In a backwoods settlement in Alabama, a colored farmer had secured an herb doctor to put an end to an epidemic among his chickens. Herb doctor is the polite term used by witch doctors when they advertise their services in newspapers. It is commonly believed that they can relieve all situations not caused by a judge or a grand jury. At midnight of the night before, this herb doctor had burned a particularly offensive mess of feathers, roots, gums, dusts, and grisly oddments within the affected chicken house. As it burned, the herb doctor recited mysterious words learned by rote and without individual meaning. Actually they came from the Gulf of Guinea by way of some generations of thaumaturgists, and their original significance was bloodcurdling. A truly horrible reek came out of the musky chicken house. A completely offensive aroma stayed behind. The herb doctor came out of the structure and, coughing, said that thereafter the farmer’s chickens would be completely safe in their shelter.
And they were. The herb doctor had cast a spell to drive away the spirits, the demons, the invisible fiends who caused healthy chickens to be found dead under their roosts each morning. His spells and the fumigation left the living fowl stupefied where they roosted, but his professional assurance was well-founded. Those chickens were now safe against Gizmos. They and their dwelling stank of odors even Gizmos disliked. So the herb doctor had done an efficient and highly professional job of chasing the Gizmos.
There were other irrelevant happenings. There was a sufferer from asthma in Tarzana, California, who waked in the night with a familiar sensation of suffocation, his breath cut off. He felt the wild terror which suffocation produces, but he was more or less accustomed to it. If he heard a thin whining in his ears, he paid no attention. This was a very bad attack. But instead of futile beatings at the air before him, he groped beside his bed as his senses reeled. He had readied a tiny glass capsule placed upon a clean handkerchief. He crushed the capsule and thrust the handkerchief to his face. The pungent smell of amyl nitrate filled the air. Then he could breathe again. There was no gradual improvement in his breathing, as usually happened. One instant he was suffocating, the next instant he was breathing perfectly. The smell of amyl nitrate was objectionably strong. He lay back, wide awake but reassured. His ears rang and his heart pounded from his fright, but he was accustomed to attacks of asthma.
He did not hear a high-pitched whine rise in tone until it was an infinitesimal shriek.

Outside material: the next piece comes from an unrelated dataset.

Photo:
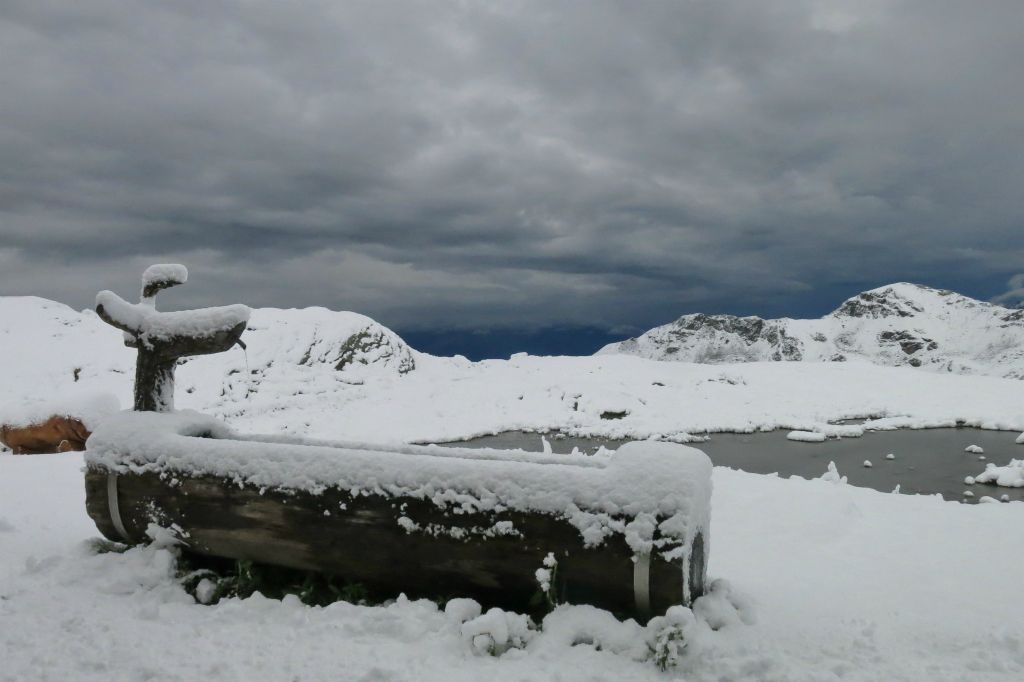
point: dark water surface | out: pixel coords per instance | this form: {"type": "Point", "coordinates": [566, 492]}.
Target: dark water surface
{"type": "Point", "coordinates": [928, 461]}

It did not occur to him that a Gizmo had shared the fumes of amyl nitrate with him; he had never heard of Gizmos. He probably did not even know that amyl nitrate in the least possible concentration will make an internal-combustion engine backfire itself to destruction. Certainly he did not reason that an entity of gas, with a gas metabolism, would react to the smell of amyl nitrate as a human would react to a bath in nitric acid.